“Non ho particolari talenti, sono soltanto appassionatamente curioso.”
Così esordiva Albert Einstein in una lettera allo scrittore svizzero Carl Seeling nel 1952.
L’elemento "curiosità" assume sempre più importanza in molti settori. La ricerca del candidato perfetto, già da qualche tempo e sempre più in futuro, non si baserà solamente su quanto già appreso, ma sulla capacità di apprendere, e la curiosità umana giocherà un ruolo molto più importante rispetto al passato. Perché?
L’intelligenza artificiale (IA), tema caldo del momento, anche se non è nuovo. Già nel 1997 Deep Blue, la IA di IBM batteva il campione mondiale di scacchi Kasparov, e un anno fa AlphaGo, la IA di Google DeepMind, ha battuto uno dei campioni mondiali di Go, un gioco cinese con innumerevoli mosse possibili.
Apprendimento: Macchina 1- Uomo 0
Le capacità di apprendimento dell'intelligenza artificiale è molto superiore a quella umana. Ogni IA ha un determinato obiettivo, il quale diventa la sua unica priorità: per questo l’apprendimento di informazioni che porta al raggiungimento di esso, è potenzialmente senza limiti.
Prendiamo per esempio una self-driving car: ha un solo obiettivo, che si preoccuperà di raggiungere. Non si preoccuperà di cercare la canzone giusta per accompagnare a destinazione il proprio passeggero, rispondere al telefono o pensare a quando prenotare il biglietto aereo per andare in vacanza. In questo senso la self driving car è molto più efficiente di noi. Così, per certi versi, lo è uno degli antenati dell’intelligenza artificiale: la calcolatrice, che ha delle abilità aritmetiche superiori a qualunque essere umano.
La AI è consciousness-free, libera dal flusso di coscienza che ben caratterizza la specie umana.
Ma andiamo oltre il fattore “apprendimento”.
L’intelligenza artificiale potrà mai diventare più curiosa dell’essere umano?
La principale caratteristica di tutte le tecnologie è l’efficienza. L’intelligenza artificiale come tutte le altre tecnologie è programmata, o meglio istruita, per elaborare un determinato compito: una sola intelligenza dedicata ad un lavoro specifico.

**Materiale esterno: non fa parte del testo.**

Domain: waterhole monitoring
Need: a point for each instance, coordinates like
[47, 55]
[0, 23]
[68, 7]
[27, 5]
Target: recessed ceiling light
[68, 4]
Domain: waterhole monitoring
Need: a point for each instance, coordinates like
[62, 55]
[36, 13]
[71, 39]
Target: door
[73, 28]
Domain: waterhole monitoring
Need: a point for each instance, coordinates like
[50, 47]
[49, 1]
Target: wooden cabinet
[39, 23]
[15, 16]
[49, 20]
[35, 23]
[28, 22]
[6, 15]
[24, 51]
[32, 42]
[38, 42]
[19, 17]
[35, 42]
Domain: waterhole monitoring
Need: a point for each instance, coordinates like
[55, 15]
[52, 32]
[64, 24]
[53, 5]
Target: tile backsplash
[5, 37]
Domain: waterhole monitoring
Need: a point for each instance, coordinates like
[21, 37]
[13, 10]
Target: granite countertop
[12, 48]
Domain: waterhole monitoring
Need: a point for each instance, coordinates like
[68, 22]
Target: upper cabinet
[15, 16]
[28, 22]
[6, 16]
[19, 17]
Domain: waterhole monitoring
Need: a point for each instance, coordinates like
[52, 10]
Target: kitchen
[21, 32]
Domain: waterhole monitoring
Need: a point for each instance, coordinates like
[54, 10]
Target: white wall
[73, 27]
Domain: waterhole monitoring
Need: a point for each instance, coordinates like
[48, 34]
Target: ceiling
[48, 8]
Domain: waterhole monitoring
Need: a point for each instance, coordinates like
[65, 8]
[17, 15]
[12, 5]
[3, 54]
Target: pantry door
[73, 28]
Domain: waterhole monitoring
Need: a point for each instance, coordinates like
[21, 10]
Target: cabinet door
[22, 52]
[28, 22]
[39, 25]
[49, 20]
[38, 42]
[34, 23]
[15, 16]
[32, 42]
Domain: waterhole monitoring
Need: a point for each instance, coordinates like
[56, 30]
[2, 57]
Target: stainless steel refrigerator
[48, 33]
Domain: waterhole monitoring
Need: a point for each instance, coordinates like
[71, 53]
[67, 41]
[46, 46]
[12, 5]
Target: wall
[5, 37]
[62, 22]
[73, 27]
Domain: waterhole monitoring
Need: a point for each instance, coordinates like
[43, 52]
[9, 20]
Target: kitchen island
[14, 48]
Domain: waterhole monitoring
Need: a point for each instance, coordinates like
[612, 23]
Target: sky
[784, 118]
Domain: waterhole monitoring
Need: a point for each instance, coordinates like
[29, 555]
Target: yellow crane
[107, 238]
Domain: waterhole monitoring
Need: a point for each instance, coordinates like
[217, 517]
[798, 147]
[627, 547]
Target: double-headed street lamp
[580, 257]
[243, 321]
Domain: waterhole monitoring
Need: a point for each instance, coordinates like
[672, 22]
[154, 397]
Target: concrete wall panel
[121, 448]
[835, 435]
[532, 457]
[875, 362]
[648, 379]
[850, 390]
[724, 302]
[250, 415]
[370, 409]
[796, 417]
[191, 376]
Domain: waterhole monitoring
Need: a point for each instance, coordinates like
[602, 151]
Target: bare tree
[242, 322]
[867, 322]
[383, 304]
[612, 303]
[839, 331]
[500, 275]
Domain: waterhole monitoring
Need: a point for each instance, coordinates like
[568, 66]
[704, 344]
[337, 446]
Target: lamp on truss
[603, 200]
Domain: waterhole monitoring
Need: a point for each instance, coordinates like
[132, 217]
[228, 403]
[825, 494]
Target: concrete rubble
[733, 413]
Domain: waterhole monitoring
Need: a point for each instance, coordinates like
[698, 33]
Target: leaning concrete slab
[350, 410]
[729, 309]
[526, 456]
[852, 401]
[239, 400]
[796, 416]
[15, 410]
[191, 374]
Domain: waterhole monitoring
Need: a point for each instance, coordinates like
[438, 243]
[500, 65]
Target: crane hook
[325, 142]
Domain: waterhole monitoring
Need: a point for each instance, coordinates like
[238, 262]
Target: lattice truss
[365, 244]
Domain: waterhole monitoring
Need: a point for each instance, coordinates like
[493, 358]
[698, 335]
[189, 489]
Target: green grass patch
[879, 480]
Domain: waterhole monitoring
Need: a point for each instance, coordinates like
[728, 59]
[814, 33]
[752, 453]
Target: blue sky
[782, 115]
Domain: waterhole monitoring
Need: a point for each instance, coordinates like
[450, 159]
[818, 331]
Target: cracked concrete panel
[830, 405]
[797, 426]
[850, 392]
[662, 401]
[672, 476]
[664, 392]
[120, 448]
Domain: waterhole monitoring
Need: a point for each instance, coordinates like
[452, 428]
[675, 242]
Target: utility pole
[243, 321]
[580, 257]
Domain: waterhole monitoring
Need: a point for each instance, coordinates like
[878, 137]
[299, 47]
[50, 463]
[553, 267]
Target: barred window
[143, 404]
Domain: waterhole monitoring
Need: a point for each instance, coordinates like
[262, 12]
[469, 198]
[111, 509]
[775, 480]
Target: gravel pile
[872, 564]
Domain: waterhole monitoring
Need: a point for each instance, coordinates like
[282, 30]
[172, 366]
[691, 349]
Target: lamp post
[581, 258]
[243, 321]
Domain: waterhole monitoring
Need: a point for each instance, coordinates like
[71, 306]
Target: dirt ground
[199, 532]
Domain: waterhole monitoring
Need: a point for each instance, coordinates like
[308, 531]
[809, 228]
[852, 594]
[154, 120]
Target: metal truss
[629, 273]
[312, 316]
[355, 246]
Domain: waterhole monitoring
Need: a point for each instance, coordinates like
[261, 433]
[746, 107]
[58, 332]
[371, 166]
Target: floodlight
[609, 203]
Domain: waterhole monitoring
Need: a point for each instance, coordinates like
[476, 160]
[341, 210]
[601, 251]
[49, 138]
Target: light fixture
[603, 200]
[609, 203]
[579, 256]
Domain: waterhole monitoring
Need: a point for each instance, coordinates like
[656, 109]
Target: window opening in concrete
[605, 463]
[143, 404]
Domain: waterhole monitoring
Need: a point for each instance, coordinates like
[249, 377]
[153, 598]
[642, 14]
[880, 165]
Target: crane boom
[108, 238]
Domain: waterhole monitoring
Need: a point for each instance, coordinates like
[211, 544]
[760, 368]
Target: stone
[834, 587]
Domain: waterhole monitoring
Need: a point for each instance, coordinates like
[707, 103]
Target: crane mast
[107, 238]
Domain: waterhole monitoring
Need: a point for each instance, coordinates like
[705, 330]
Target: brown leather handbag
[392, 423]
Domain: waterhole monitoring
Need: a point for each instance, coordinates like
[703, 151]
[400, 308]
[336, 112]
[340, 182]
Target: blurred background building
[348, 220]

Come invece sottolinea Kevin Kelly, studioso di cultura digitale e fondatore di Wired, nelle nostre menti ci sono molti tipi di intelligenza: abbiamo il ragionamento deduttivo, l’intelligenza emotiva, l’intelligenza spaziale.
Si, siamo esseri complicati, e, in quanto tali, caratterizzati da un qualcosa che probabilmente la IA non potrà mai incorporare: la curiosità di cui parlava Einstein, quella curiosità che può emergere in molteplici campi, anche sconnessi tra di loro. Siamo decisamente ad una nuova rivoluzione industriale. Nella prima l’uomo si preoccupava delle macchine come “forza artificiale” e della conseguente perdita dei posti di lavoro, (che si è effettivamente verificata), però se ne sono creati anche tanti altri. Ma è anche questo il costo dell’innovazione e dell'evoluzione.
Non è stato sempre cosi d’altronde? La storia è ciclica, i cambiamenti e l’innovazione portano nuovi interrogativi. Da Matrix a Westworld, il quesito è lo stesso: e se l’intelligenza artificiale diventasse più abile di noi?
La nascita di qualcosa porta con sé la paura del nuovo: Seneca (tutore di Nerone) ammonì la nascita dei libri come causa di distrazione; l’arrivo della stampa nel ‘400 e il conseguente accumulo di libri preoccupava Leibniz di un ritorno alla barbarie; e ancora la nascita del telefono portò con se preoccupazioni relative al nostro modo di conversare in maniera civile.
Una nuova era
Dopo l’era dell’industrializzazione, seguita dall’era dell’informazione, siamo ora sul nascere di una nuova era , un’ “Era Aumentata” in cui la collaborazione uomo - macchina può portare a raggiungerci risultati inimmaginabili.
È vero che il nostro apprendimento verso materie per cui non nutriamo alcun interesse non potrà mai aggiungere i livelli dell'IA, e che un computer sarà sempre più veloce di noi nel testare un’idea se ha un obiettivo prefissato e informazioni ben precise.
I computer però mancano di un neuro-sistema che riesce a collegare i problemi in maniera analoga e magari connetterli ad esperienze passate e non correlate al problema presente. Per esempio, un algoritmo che riconosce caratteristiche ed espressioni del viso o programmato per il riconoscimento di immagini non saprà giocare a dama o ad un videogame.
In altre parole, in termini di performance, la IA supera di gran lunga l’uomo, ma quando parliamo di curiosità e la passione verso i propri interessi, queste sono caratteristiche tipicamente umane.